If featured in a smart phone, the DSRC software can assist the drivers on the road by communicating with the smart phones held by some pedestrians or cyclist. It can alert the driver about kids playing in the street ahead or a cycle on the next turn.
According to one of the researcher for GM’s Perception and Vehicle Control System Group, this technology will enable the drivers to not only view what is in front of them but to know as well, about the traffic and other hindrances expected to show up in the next quarter of a mile to be travelled. He is hopeful that our roadways will get safer in the next decade by bringing smartphones, transponders and embedded systems to work together.
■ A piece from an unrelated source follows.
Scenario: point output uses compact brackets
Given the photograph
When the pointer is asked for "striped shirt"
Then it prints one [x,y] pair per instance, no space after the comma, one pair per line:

ITS technology has already been deployed in the vehicles manufactured in Asia. Nissan, hailing from japan, have CARWINGS deployed cars to alert the drivers about troublesome spots on icy mountains.
Also in Europe, Volvo and other manufacturers have utilized ITS technologies in developing “road trains”: a long chain of vehicles, moving in a tandem fashion while driven by a leading driver.
The best part about this under development technology is that the existing vehicles can benefit from it directly as it can be fitted into them in a manner similar to that of after marketed GSM. Since the technology is dependent on a critical number of participating vehicles, thus the vehicles purchased already won’t be left behind the newer ones.